The error model is open + human-readable + recoverable:

{ "type": "error", "requestId": "r-1", "errorCode": "capability_not_negotiated", "error": "terminal_observe capability not negotiated", "recoveryCommand": "npx @vsrelay/doctor repair", // Phase 1.20-onward — was 'pnpm patches:apply' in Phase 1.18 "recoveryActions": [ { "type": "copy_command", "label": "Copy recovery command", "command": "npx @vsrelay/doctor repair" }, { "type": "retry_after_reconnect", "label": "Retry after recovery" } ] }

The native client’s renderer obligations:

  1. ALWAYS show error (the human string). It’s the safety net.
  2. If you know how to special-case errorCode, do it (e.g., flip the integration banner to recovery_required).
  3. If you don’t know errorCode, render a generic “Delivery failed” card with the human string + a Retry affordance.
  4. If recoveryActions[] is present, render the supported primitive types (copy_command, retry_after_reconnect, future open_url, progress_card, etc.). Unknown action types render as disabled placeholders with the label shown.

See RecoveryAndErrors for the full failed-prompt model.

Ephemeral vs persisted client state

The native client should persist only:

  • The auth token / device token / relay URL / room ID (secure storage).
  • The user’s last active session ID (for UX continuity).
  • Session titles cache (purely visual; rebuilt on next session list).

Never persist:

  • Live messages, terminals, sessions, outboundPrompts, claudeIntegration, installedKeys, transport state.
  • These are rebuilt on every connect from connected + subsequent broadcasts.

This is the same partialize rule the PWA uses (packages/web/src/store/index.ts:partialize). On native it maps to “don’t put it in UserDefaults / SharedPreferences.”

Unknown-field tolerance

Decoders MUST be additive. In Swift this means Codable types should:

// ✅ tolerate unknown fields struct ConnectedPayload: Decodable { let version: String let capabilities: [String] // ... no `allKeys must match` discipline }

In Kotlin / kotlinx.serialization:

@Serializable data class ConnectedPayload( val version: String, val capabilities: List<String>, ) // Use Json { ignoreUnknownKeys = true }

If the server adds nextCoolField tomorrow, the existing iOS/Android builds keep working — they just ignore it.

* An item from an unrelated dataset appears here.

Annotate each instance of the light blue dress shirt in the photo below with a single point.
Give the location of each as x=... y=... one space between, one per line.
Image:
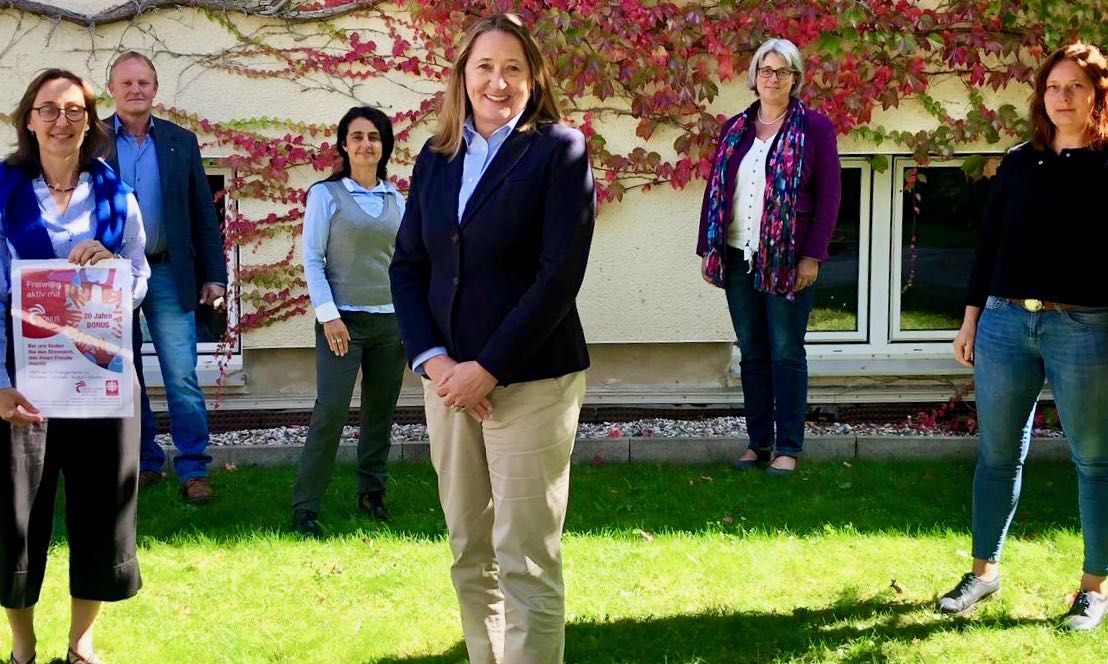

What the native client must NOT send

  • _requiresCapability — internal relay routing metadata. The server emits it; the relay strips it. Clients never see it and never send it. See Relay.
  • Raw shell commands — if the user can trigger a command, it must be via a server-provided action description (copy_command, future allowlist primitives), not a raw string the app constructed.
  • New type values the server hasn’t documented. The server is the source of truth for what types exist.

Quick sanity test for a new client

Before claiming “the native app works,” verify:

  • Auth succeeds with the same token that worked in the PWA.
  • connected.capabilities is echoed and renders only those screens.
  • An unknown field added to connected (e.g., mystery: 42) is silently ignored.
  • An unknown type in a broadcast is silently logged and ignored.
  • An unknown errorCode renders the human error string + a retry button if appropriate.
  • Killing the connection and reconnecting with lastSeqId doesn’t lose visible events.

If all six pass, the wire layer is sound. Module-specific UI behavior is then a matter of rendering the per-module guides correctly.